Stories of Humanity’s Struggles for Survival
A programme of events exploring personal responses to war, poverty and disaster
24 June 2017 (historic exhibition)
To coincide with Armed Forces Day (24 June 2017) and Refugee Week (19 – 25 June 2017), Discovery Museum is hosting a number of events on Saturday 24 June that both explore and challenge these two apparently contrasting themes and tell the stories of how people respond to war, poverty and disaster.
Refugee Week takes place every year across the world in June. In the UK, Refugee Week is a nationwide programme of arts, cultural and educational events that celebrate the contribution of refugees to the UK, and encourages a better understanding between communities. The 2017 Refugee Week focus is Different Pasts, Shared Future and will take place 19 – 25 June.

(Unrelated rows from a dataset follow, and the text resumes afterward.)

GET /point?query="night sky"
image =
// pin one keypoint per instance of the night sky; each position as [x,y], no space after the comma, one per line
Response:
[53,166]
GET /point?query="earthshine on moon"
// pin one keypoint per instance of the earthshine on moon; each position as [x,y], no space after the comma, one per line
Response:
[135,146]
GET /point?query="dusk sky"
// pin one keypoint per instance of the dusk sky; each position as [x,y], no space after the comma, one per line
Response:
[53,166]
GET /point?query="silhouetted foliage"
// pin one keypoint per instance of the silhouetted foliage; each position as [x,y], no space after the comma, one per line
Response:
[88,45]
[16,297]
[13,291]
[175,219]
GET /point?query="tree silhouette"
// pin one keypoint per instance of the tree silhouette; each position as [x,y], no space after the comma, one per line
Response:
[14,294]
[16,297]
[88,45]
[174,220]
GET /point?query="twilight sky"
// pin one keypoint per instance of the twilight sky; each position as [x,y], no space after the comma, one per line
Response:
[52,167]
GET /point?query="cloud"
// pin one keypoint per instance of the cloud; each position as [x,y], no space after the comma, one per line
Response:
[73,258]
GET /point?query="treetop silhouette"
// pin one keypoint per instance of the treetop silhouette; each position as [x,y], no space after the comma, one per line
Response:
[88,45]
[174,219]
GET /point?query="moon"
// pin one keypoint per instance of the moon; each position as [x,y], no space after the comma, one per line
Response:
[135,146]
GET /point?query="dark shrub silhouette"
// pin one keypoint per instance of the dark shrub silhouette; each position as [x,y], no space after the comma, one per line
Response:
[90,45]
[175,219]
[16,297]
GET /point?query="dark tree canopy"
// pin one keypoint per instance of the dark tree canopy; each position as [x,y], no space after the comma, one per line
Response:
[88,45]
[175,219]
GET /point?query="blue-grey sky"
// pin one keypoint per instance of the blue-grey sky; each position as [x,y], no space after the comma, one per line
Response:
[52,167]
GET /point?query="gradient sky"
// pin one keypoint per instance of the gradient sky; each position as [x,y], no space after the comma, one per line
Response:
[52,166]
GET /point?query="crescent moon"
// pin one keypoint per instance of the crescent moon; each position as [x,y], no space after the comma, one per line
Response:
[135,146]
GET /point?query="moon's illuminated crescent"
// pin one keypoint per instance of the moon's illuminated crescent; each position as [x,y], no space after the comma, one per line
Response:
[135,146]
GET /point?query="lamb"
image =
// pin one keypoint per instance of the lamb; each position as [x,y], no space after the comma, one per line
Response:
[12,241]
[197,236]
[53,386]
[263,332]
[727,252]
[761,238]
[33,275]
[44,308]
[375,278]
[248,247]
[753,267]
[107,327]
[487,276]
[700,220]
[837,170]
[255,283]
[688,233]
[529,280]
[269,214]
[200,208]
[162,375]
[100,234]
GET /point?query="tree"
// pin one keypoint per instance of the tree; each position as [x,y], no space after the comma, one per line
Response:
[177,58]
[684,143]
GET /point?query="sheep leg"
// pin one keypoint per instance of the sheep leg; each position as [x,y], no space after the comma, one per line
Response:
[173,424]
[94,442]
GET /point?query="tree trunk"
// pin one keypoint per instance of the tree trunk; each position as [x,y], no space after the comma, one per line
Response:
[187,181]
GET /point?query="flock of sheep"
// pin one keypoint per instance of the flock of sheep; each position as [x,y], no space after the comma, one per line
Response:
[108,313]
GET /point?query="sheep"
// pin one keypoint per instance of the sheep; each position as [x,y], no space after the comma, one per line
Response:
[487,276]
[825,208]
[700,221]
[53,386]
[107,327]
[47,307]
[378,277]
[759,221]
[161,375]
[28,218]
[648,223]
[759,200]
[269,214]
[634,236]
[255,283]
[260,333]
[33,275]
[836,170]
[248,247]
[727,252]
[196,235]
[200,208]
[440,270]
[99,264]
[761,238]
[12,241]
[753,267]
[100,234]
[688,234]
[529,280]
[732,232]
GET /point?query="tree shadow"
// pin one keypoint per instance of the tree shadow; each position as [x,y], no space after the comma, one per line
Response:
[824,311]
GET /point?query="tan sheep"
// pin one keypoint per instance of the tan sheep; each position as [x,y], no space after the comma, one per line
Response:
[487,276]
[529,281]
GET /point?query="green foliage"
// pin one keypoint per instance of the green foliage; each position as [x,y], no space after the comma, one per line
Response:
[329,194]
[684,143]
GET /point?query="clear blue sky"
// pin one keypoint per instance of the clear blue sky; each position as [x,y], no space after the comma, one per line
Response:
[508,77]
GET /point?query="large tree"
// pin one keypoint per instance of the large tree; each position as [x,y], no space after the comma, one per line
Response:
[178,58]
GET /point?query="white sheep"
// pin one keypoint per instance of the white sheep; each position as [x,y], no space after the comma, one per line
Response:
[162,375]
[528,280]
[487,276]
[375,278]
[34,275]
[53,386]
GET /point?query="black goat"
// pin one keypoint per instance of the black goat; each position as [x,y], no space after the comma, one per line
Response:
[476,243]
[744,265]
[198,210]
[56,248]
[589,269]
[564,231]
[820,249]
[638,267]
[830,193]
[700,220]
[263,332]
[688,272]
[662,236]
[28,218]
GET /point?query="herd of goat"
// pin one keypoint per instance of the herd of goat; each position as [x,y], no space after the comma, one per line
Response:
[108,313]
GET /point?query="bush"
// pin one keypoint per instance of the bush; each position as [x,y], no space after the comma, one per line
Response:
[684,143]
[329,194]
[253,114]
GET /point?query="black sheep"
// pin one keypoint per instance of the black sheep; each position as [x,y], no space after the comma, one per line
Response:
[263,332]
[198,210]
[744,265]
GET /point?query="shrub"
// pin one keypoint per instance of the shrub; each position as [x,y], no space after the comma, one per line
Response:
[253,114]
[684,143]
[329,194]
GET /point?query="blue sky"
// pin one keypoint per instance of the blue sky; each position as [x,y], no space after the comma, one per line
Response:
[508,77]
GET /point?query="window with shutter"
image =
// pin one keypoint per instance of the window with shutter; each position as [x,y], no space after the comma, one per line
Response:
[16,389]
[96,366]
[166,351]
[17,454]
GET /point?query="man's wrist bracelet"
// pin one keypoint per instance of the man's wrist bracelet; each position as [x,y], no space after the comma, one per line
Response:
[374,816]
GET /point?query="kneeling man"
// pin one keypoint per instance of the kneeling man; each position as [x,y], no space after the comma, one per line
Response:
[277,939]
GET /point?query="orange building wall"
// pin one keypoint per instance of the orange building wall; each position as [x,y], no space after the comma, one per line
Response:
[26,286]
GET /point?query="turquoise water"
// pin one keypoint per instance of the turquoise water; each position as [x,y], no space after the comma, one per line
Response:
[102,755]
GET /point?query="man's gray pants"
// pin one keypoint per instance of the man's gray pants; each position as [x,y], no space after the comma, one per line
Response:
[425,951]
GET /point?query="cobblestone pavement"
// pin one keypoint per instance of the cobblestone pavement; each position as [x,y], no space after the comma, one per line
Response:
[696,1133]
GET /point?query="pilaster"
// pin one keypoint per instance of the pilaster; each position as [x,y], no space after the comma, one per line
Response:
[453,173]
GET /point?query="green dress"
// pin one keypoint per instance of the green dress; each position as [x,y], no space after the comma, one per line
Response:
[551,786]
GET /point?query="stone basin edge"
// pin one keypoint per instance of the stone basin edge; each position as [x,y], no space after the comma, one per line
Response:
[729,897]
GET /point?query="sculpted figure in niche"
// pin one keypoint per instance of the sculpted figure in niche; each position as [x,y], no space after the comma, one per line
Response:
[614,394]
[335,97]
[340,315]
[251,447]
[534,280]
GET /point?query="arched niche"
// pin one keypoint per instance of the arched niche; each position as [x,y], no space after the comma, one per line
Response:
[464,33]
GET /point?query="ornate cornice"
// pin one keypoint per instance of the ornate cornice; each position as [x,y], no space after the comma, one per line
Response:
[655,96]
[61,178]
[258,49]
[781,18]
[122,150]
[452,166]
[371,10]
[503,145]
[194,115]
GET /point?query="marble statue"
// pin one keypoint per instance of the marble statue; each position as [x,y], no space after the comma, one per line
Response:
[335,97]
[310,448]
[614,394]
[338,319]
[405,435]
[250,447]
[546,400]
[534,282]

Discovery Museum’s ‘If You Lived Here…’ is a programme of events, exhibitions and activities based around the installation of a United Nations High Commission for Refugees shelter on Challenger Plaza, in front of the museum. Exploring the global issue of displacement, survival and shelter in the 21st century, visitors are asked to consider: 'What does it mean to be displaced? How would you feel if you were forced to leave your home, your family and the country you live in because of something out of your control - war, poverty, famine or disaster? How would you survive?'
The programme also features a Fix-It Café, temporary exhibitions, food tasting and film screenings.
The UK’s Armed Forces have a global humanitarian role in addition to protecting the United Kingdom and its overseas territories, including peacekeeping duties and humanitarian aid. Visitors will have the opportunity to find out more by visiting the 201 (Northern) Field Hospital and see equipment used in emergency situations. Army personnel will be on hand to talk about their deployment to Sierra Leone to help in the Ebola crisis.
Saturday’s programme features a Florence Nightingale-era nurse, who will be demonstrating first aid and medical procedures used in the 1850s, including leeches. There will also be an opportunity to examine army medical equipment from the museum’s object handling collections, dating from WWI through to the present day.